Romain aide la jeune femme à relever le cycliste pour qu’il se retrouve debout sur ses deux jambes encore instables.
– Tout va bien, maintenant, s’efforce de préciser l’individu meurtri pour atténuer l’inquiétude des gens venus à son secours.
Il se tourne vers la femme afin de la remercier. Elle lui fait comprendre qu’elle veut encore vérifier sa blessure au-dessus de l’œil pour la soigner. Tout en lui témoignant sa gratitude, l’homme pivote lentement du côté de Romain.
– Merci, monsieur! dit-t-il en fixant son regard inquisiteur dans celui, troublé, de son jeune interlocuteur.
Ce dernier sent alors son sang se glacer quand il croise le feu perçant de ces yeux bridés, fixés sur lui. Le blessé a un regard de loup, immobile, froid, rigide, sévère. Romain éprouve ce sentiment de panique pétrifiante qu’une proie doit ressentir quand elle est cernée par un prédateur.
Non sans soulagement, il quitte l’endroit qui a servi de décor à cet événement brutal. Comme un automate, remonté pour une destination hasardeuse, il se met à marcher lentement, finalement ravi que cet accident puisse l’empêcher d’assister à la conférence du cycliste maladroit. Il parvient à la promenade des Bastions où l’été venu il aime lire sur un banc. Cet espace, construit entre les fortifications du XVe et du XVIe siècle, lui apporte à l’instant une sérénité bienvenue. Il arrive à proximité de l’ancien kiosque à musique transformé en orangerie, puis en cinématographe. Au printemps, il aime s’attarder auprès des frênes dont les fleurs blanches piquent les narines sensibles en exhalant un parfum titillant. Il admire souvent au gré des saisons les feuilles à cinq lobes des érables champêtres dont les couleurs passent du vert ou rouge-brun au jaune intense. En ce mois d’octobre, les lichens foliacés dégagent une odeur humide de bois mouillé. Les feuilles tombées au sol imprègnent l’air d’une senteur de terre ou d’herbe après l’averse.
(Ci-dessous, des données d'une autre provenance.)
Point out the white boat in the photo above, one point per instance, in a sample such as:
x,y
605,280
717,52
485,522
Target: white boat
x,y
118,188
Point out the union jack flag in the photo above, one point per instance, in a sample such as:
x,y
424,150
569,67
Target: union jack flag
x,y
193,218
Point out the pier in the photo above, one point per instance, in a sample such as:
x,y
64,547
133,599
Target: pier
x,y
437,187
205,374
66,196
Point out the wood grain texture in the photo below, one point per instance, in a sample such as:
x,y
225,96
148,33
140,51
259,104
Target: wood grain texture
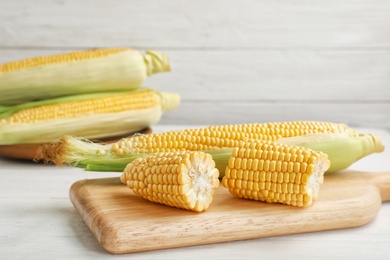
x,y
282,60
196,24
123,222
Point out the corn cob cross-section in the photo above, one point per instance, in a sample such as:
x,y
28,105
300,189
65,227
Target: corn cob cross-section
x,y
275,173
89,116
184,180
80,72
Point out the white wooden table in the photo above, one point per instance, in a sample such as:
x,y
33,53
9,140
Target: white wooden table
x,y
38,221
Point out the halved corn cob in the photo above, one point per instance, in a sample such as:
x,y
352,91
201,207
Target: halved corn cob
x,y
80,72
184,180
216,140
90,116
275,173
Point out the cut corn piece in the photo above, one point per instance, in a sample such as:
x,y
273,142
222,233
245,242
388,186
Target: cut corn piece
x,y
275,173
80,72
90,116
184,180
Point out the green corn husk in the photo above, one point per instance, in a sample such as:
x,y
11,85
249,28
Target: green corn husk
x,y
99,115
342,149
81,72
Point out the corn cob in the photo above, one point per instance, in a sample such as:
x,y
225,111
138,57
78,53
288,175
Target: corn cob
x,y
90,116
275,173
184,180
115,157
81,72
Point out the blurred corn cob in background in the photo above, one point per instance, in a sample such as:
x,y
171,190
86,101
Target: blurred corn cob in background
x,y
89,116
343,144
94,94
80,72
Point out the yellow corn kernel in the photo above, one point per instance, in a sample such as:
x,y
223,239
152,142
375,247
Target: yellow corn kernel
x,y
287,187
221,136
189,184
80,72
90,116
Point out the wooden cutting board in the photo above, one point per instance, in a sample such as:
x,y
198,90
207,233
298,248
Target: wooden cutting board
x,y
123,222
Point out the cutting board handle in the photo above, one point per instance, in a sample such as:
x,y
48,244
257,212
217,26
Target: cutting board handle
x,y
382,181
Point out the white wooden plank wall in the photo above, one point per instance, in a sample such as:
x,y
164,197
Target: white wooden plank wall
x,y
232,61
Romain décide de faire une halte, il s’assied sur le banc qui est le témoin de ses nombreuses lectures lors des beaux jours d’été. Il réfléchit. Il pense à chaque seconde qu’il vient de vivre. [I] s’était porté au secours d’un homme qu’il avait appris à détester à force de l’entendre haranguer des multitudes de personnes rassemblées pour l’écouter.
Dîner seul au restaurant est gênant. Cette situation attise la curiosité des occupants des tables voisines. Pourquoi cet homme est-il seul ? Est-il misanthrope, misogyne, asocial ? Le plus désagréable réside dans l’attitude du serveur quand il réalise que personne n’accompagne le client qui cherche une table. Il lance alors d’un air qui s’apparente au reproche:
– Vous êtes seul ?
– Euh… Oui!
La question «vous êtes seul?» est souvent ponctuée d’un « Ah! » dépité, qui signifie: «Cet enquiquineur va occuper une table en me faisant perdre un deuxième couvert.» Le gêneur adopte ensuite et malgré lui un comportement coupable.
Ce client solitaire est alors placé de façon péremptoire à l’endroit que les couples ne veulent en aucun cas: la table dans le courant d’air. Il y a aussi celle qui est sur le passage de la foule défilant avec des manteaux qui emportent la salière ou les verres.
Sans cet inconvénient, dîner seul au restaurant est une activité qui peut se révéler agréable; c’est le meilleur moyen de savourer un bon plat sans être distrait par une conversation passionnante ou sans intérêt. On se divertit aussi parfois en saisissant à la sauvette la raison des préoccupations des gens, l’exaspération suscitée par les critiques sentencieuses d’une belle-mère, l’inquiétude provoquée par les sautes d’humeur d’un fils adolescent, la déprime causée par la jalousie d’un collègue de travail ou le despotisme d’un chef. Quelques roucoulements amoureux émergent de temps à autre pour rompre la monotonie engendrée par la litanie des tracas du quotidien exprimée par la plupart des individus. Ils sont alors plus difficiles à percevoir parce que murmurés afin de ne pas être entendus.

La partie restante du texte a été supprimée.